Scientific Advisory Committee on Nutrition
W: www.sacn.gov.uk

Rickets: a 21st-century disease?
Julia Judd
Advanced Nurse Practitioner
Southampton University Hospital

The resurgence of vitamin D deficiency has recently hit the news - an interesting fact, considering the connection between deficiency in vitamin D and consequential serious health problems have been a major cause of concern for
many years.
A lack of vitamin D has been linked to a number of adult illnesses, and now new research has proved that vitamin D deficiency in children is manifested through musculoskeletal deformity and complications, one of which is rickets. Rickets is a disease that, until recently, was thought to be rare. First documented as a cause of death in the mid-17th century, it severely affects children's bone development, causing softening, weakening and ultimately deformity, of which genu varum is common.
Research at Southampton General Hospital has identified a worryingly large number of children as having evidence of vitamin D deficiency and insufficiency. Of nearly 200 children presenting with a musculoskeletal problem, 20% of them had vitamin D blood levels of less than 25 mmol/L. In the past, rickets has been linked to social deprivation and poverty; however, the existence of cases in the Southampton area showed wide prevalence across all social classes and is not restricted to culture or people with darker skin colour.

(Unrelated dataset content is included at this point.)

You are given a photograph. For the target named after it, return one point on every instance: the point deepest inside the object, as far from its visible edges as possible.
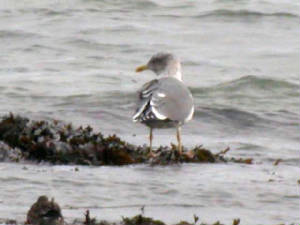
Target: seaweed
(60, 143)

One of the main causes of the significant rise of vitamin D deficiency is felt to be lifestyle choice. Children in the 21st century are leading coveted lifestyles and spend a limited amount of time outdoors. Government recommendations to protect children from the sun have heightened parental concerns resulting in children being kept indoors, or covered up and smothered in high-factor sunscreen when outside. The advice from health experts is for increased exposure to the sun with a minimum of 20-30 minutes of direct sunshine a day.
Even so, in northern climes such as the UK, this is not enough to boost our vitamin D levels, especially in the winter. Supplementation is necessary but, until recently government recommendations have refuted this. Over the past 70 years, provision of vitamin drops for infants has gradually been withdrawn, mainly due to the misconception that increasing affluence of the population and coinciding improved diet meant that they were no longer needed.

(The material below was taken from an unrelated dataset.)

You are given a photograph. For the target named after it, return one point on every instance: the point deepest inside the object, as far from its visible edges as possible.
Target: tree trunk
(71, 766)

Recently, the government has responded to health experts concerns and produced a public information leaflet but the advice regarding sun exposure remains confusing.1 Southampton's research results have uncovered only the tip of the iceberg; the reality of the numbers of children in the UK who are vitamin D deficient is likely to be the majority. It is time now for ongoing research to identify the true nature of the problem and there needs to be public demand to update and regulate guidance to ensure our children do not suffer from a disease which could be easily be prevalent in this modern world.    

Reference
DH. Vitamin D an essential nutrient for all… but who is at risk of vitamin D deficiency? London: DH; 2011.